Chefs and Their Hair is a book still waiting to be written. Blumenthal's shaved dome is in stark contrast to the sun-streaked locks of stud muffin Curtis Stone, author of Cooking With Curtis (Whitecap Books, $29.95). Stone divides his time between Sydney and London, and shows influence of both. Old World opulence and New World freshness combine in dishes like Tartare of Hand-Dived Sea Scallops With Tomato Essence and (although he does say you can leave it out) Oscietra Caviar, or Crispy Pork Belly With Confit of Garlic and a Honey Glaze. Mmmn. Photography is of the "in your mouth" close-up school. The book is organized by seasonal ingredients, which means right now you should be wallowing in asparagus, prawns, lamb, and rhubarb. Fine by me.
Next, the roots of nutrition. When you see kale, kamut, kidney stones, and kitchen organization heaped one on top of another in a cookbook index, sensual pleasure is not the first thought that leaps to mind. Yet, satisfyingly tasty, budget-conscious, and Canadianly multiculti, the recipes in Simply Great Food (Robert Rose, $27.95) exemplify how most of us want to eat. Nutty Tofu and Green Vegetable Stir-Fry one night, the Korean barbecued beef known as Bulgogi the next, a Mediterranean Lentil and Rice Salad in the fridge for emergencies–all very good. But, sigh, because this is coauthored by three dietitians–Patricia Chuey, Eileen Campbell, and Mary Sue Waisman–under the auspices of the Dietitians of Canada, you do get mired in starchy dietitianspeak. "Make quality food choices"–c'mon. Why not just say, "Choose good food." Cut straight to the recipes and skip the text, which reads as though written by a computer.

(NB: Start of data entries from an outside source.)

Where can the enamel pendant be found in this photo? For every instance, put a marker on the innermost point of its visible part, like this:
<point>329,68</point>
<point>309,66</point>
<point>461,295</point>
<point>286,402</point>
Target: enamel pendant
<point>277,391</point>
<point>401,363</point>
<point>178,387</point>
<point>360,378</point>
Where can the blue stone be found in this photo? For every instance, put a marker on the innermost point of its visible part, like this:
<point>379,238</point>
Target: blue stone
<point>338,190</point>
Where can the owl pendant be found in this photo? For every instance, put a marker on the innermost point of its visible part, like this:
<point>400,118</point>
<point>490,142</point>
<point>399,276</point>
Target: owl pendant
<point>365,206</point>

For the total opposite, settle down with cheese, bread, a big glass of red, and Tasting Tuscany: Exploring and Eating Off the Beaten Track (Bantam Books, $21.95). In 10 seductive itineraries, long-time resident Beth Elon drives you along winding roads, sits you down in rural trattorias, and feeds you specialities of each region, the honest, uncomplicated fare that stems from using fresh, local ingredients. Maybe you own a dozen Italian cookbooks, but do you know how to make a soup of spring vegetables from the town of Lucca; a medieval pork roast with juniper berries and pomegranates; and chicken stew with wild mushrooms? Do the armchair eating now, and plot a trip for October when days are still warm and growers are bringing olives to the frantoio to be crushed into oil.

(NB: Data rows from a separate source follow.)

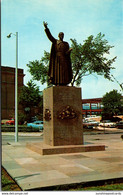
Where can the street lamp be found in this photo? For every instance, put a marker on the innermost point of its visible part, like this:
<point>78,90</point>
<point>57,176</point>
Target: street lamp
<point>16,87</point>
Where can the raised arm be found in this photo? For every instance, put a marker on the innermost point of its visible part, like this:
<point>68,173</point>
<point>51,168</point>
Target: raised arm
<point>48,33</point>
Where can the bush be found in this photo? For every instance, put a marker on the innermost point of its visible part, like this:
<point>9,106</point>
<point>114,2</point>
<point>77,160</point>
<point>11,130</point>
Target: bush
<point>21,128</point>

Long before organics became trendy, John Bishop and his chef Dennis Green would meet with Fraser Valley farmers Gary and Naty King while the ground was still frosty to determine what vegetables the farm would grow for the restaurant. You get a real sense of the green-gold cycle of the edible year in Fresh: Seasonal Recipes Made With Local Foods (Douglas and McIntyre, $34.95) as Bishop, Green, and pastry chef Dawne Gourley set out successive seasons of recipes interwoven with Gary King's stories of farm life.

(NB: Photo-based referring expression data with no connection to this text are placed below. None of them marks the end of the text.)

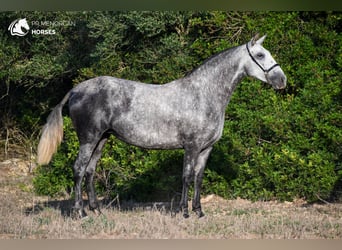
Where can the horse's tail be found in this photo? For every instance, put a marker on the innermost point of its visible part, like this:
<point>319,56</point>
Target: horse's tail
<point>52,133</point>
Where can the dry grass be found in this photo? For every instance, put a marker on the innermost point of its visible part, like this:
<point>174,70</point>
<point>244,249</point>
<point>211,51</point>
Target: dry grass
<point>23,215</point>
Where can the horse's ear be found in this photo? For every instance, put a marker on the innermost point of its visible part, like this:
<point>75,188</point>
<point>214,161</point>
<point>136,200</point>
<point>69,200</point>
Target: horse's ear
<point>257,40</point>
<point>261,40</point>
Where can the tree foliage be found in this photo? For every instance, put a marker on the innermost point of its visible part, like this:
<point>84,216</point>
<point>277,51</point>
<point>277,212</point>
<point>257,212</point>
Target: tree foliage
<point>275,145</point>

Grilled spot prawns with rice-noodle salad and sesame-lime vinaigrette, spring salmon roasted in corn husks, steamed asparagus with orange butter sauce, roasted-tomato soup with sage-and-apple biscuits–tell me if there's one dish there you wouldn't love to eat. And this joyous book has dozens more. Bishop's insights on sustainability in the kitchen are written with his usual quiet modesty as he suggests "small actions", but "if we all get involved I think we can make a noticeable difference to the world we leave our kids."